MASS MoCA: Bigger is better (1999)

Dubbed "A Cultural Factory for the 21st Century", the Massachusetts Museum of Contemporary of Art (MASS MoCA) officially opened on May 30 as the largest center for contemporary visual and performing arts in the United States.

R. J. Preece
artdesigncafé - art | 15 September 2009
This news report first appeared in World Sculpture News, 5(3), pp. 21-2 in 1999.

MASS MoCA: Bigger is better

Occupying a 13-acre site composed of historic buildings in the town of North Adams, the Museum currently boasts 220,000 square feet of renovated space for galleries, theaters, rehearsal studios, art fabrication spaces, and commercial tenancies in six of the site’s 27 buildings. The price tag: US$31.4 million, including US$22 million from the Massachusetts State Government.

MASS MoCA intends to focus on three areas. These include “the work of artists charting new territory, works that blur the lines between visual and performing arts, and works that have been seldom—or never—been exhibited because of physical demands such as scale, materials, and fabrication methods.” For sculpture and installation, some spaces are intended for artworks that are too large to be viewed in more traditional interiors.
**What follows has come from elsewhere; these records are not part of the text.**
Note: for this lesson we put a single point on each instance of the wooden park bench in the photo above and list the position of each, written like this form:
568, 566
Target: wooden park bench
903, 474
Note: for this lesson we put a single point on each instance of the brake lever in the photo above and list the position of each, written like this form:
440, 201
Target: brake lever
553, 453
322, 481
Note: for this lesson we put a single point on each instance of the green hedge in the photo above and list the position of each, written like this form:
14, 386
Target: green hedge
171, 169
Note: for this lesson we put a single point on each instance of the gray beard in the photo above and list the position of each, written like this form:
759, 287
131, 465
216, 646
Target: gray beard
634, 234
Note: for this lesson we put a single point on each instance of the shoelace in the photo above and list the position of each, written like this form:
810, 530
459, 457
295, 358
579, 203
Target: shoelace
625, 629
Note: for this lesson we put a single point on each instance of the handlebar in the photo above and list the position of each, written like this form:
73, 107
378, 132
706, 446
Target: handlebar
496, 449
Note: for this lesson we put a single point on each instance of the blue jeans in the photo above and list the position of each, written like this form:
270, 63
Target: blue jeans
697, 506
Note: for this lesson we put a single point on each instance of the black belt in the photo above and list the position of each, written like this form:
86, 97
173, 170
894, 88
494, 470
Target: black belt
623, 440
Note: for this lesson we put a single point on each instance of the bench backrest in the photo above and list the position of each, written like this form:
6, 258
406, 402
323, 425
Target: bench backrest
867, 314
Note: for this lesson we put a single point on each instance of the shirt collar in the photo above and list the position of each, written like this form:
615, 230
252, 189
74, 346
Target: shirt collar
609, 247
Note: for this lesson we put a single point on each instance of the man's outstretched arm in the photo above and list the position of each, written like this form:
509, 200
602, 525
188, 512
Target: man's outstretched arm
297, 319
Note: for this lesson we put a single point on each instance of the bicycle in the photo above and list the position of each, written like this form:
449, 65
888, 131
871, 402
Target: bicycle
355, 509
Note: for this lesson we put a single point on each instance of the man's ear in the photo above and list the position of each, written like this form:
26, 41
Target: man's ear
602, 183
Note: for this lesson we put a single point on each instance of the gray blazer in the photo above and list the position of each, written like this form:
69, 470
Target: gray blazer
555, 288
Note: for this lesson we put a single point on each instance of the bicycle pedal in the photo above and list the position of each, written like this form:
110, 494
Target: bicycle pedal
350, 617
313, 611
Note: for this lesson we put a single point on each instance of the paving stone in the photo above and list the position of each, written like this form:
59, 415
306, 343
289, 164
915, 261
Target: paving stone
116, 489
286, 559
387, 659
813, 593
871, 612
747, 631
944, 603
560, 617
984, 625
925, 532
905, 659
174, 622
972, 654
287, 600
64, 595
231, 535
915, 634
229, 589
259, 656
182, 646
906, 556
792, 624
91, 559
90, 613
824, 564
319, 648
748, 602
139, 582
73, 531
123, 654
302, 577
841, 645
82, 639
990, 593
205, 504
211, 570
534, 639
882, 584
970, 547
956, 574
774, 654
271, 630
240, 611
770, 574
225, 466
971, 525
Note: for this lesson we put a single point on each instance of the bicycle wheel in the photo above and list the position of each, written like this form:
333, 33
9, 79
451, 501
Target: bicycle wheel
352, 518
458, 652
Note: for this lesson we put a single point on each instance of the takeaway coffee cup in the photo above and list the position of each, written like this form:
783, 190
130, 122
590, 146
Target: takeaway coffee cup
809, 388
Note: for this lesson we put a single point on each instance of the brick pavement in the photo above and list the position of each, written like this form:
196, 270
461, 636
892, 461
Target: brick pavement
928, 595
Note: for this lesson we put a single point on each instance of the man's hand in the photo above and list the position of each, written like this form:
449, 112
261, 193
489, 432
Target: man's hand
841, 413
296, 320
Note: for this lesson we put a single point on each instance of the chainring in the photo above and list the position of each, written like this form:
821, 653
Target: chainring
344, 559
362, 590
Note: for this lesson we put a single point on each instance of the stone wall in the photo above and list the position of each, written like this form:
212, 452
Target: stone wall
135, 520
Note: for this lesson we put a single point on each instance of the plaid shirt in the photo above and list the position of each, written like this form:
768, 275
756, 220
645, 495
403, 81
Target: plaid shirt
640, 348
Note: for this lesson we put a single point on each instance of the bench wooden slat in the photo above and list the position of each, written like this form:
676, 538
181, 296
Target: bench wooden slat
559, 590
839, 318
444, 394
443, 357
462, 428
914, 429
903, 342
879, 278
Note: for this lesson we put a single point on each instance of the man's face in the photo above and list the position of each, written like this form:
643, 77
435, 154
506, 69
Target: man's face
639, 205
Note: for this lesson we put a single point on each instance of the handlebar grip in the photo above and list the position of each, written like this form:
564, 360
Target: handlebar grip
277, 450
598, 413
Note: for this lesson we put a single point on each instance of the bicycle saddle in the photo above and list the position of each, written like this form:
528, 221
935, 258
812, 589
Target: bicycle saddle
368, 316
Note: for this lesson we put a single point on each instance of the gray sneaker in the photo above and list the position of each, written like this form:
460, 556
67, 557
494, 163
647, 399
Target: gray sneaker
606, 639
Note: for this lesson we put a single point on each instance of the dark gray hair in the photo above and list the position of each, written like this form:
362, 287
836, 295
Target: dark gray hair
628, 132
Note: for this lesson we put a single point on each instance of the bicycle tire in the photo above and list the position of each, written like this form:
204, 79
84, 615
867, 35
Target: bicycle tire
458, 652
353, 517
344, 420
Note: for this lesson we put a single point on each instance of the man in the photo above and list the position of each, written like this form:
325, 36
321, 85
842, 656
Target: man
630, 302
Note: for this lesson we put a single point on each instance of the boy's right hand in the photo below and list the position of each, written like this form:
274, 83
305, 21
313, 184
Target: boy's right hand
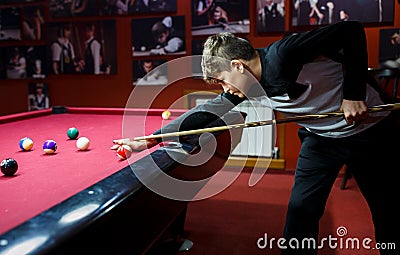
135, 145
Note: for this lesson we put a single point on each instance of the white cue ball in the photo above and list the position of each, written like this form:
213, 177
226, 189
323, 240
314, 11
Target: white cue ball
83, 143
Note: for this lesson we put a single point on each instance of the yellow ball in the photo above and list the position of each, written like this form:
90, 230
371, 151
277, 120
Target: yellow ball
166, 114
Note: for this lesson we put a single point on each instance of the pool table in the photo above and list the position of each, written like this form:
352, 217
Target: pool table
88, 202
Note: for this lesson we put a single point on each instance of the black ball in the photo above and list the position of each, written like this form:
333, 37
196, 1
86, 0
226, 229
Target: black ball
9, 166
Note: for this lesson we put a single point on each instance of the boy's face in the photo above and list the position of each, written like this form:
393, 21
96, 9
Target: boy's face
236, 81
162, 38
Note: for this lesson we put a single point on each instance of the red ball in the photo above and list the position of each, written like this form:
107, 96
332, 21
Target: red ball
124, 152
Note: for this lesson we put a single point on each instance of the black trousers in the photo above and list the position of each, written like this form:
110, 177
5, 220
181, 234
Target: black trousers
373, 158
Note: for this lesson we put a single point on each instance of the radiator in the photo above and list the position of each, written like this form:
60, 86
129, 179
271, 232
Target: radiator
256, 141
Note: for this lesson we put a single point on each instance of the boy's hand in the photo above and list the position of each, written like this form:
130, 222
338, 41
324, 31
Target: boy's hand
354, 111
135, 145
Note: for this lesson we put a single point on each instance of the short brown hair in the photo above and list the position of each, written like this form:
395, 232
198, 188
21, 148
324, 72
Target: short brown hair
220, 49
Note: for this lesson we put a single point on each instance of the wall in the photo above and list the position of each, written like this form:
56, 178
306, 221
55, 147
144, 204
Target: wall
114, 90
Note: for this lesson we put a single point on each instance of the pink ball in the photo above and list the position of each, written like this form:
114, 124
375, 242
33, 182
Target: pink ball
124, 152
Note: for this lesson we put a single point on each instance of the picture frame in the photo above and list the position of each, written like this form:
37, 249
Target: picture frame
389, 48
38, 96
158, 36
152, 6
73, 8
2, 63
33, 23
150, 72
304, 15
26, 62
74, 57
10, 23
270, 16
220, 16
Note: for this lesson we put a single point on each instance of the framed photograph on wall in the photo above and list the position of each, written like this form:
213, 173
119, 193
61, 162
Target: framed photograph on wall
211, 17
38, 96
72, 8
151, 6
82, 47
10, 23
114, 7
26, 62
150, 72
36, 66
2, 63
270, 16
33, 23
389, 48
17, 61
158, 36
306, 13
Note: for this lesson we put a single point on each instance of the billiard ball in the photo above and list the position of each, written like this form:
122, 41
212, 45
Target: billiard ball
72, 133
83, 143
124, 151
166, 114
9, 166
49, 146
26, 144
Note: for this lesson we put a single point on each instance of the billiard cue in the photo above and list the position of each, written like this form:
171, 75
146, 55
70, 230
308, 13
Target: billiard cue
378, 108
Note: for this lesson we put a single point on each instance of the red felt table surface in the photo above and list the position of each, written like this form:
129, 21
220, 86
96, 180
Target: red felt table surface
44, 180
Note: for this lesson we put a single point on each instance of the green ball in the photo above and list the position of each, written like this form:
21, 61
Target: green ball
72, 133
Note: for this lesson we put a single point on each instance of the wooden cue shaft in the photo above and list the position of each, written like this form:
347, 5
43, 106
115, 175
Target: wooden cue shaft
378, 108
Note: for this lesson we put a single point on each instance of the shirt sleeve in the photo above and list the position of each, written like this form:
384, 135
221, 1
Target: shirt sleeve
344, 42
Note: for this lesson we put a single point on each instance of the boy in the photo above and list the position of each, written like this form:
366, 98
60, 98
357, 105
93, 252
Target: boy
322, 70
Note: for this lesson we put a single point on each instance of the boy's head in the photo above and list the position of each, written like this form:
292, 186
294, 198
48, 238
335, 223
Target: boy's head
225, 62
220, 49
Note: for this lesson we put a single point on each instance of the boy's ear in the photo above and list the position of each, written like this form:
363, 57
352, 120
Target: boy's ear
237, 65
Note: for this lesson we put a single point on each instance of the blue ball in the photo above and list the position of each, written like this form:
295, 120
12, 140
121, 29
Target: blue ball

Works currently on view include those loaned by the Guggenheim Museum, the Dia Center for the Arts in New York, the Philadelphia Museum of Art, and artist Robert Rauschenberg.

Carved out of factory architecture, gallery dimensions are immense. The biggest one is the largest in the United States— as long as an American football field— and currently houses Robert Rauschenberg’s The ¼ Miles or 2 Furlong Piece (1981-present). Described as a work in progress, the installation consists of 195 parts and is a “self-contained retrospective.” At almost 1,000 feet long, it is lengthy, yet it is intended to become one quarter of a mile on completion. Nearby, James Rosenquist’s The Swimmer in the Econo-mist (1997-1998) refers to post-divided Germany and “to the interdependent nature of the global economy.” It occupies a 130-foot-long space with a 40-foot ceiling and it can be viewed from three museum levels. Other monumental-scale pieces include Mario Merz’s Acceleration=Dream, Fibonacci Numbers in Neon and Motorcycle Phantom (1972), and Joseph Beuys’s Lighting with Stag in its Glare (1958-1985).

As part of the MASS MoCA’s launch, a billboard art retrospective occupies highways in and around North Adams. Art in the show includes billboards by the Guerrilla Girls, Joseph Kosuth, Jenny Holzer, Barbara Kruger, Gran Fury, Keith Haring, and Les Levine, as well as new ones by Sue Coe, Gary Simmons, and Leon Golub. MASS MoCA has also commissioned site-specific sound installations by Walter Fähndrich and a collaboration by Bruce Odland and Sam Auinger. A permanent sound piece by Christina Kubisch plays from the complex’s 80-foot clock tower, and sound emits according to the intensity of light.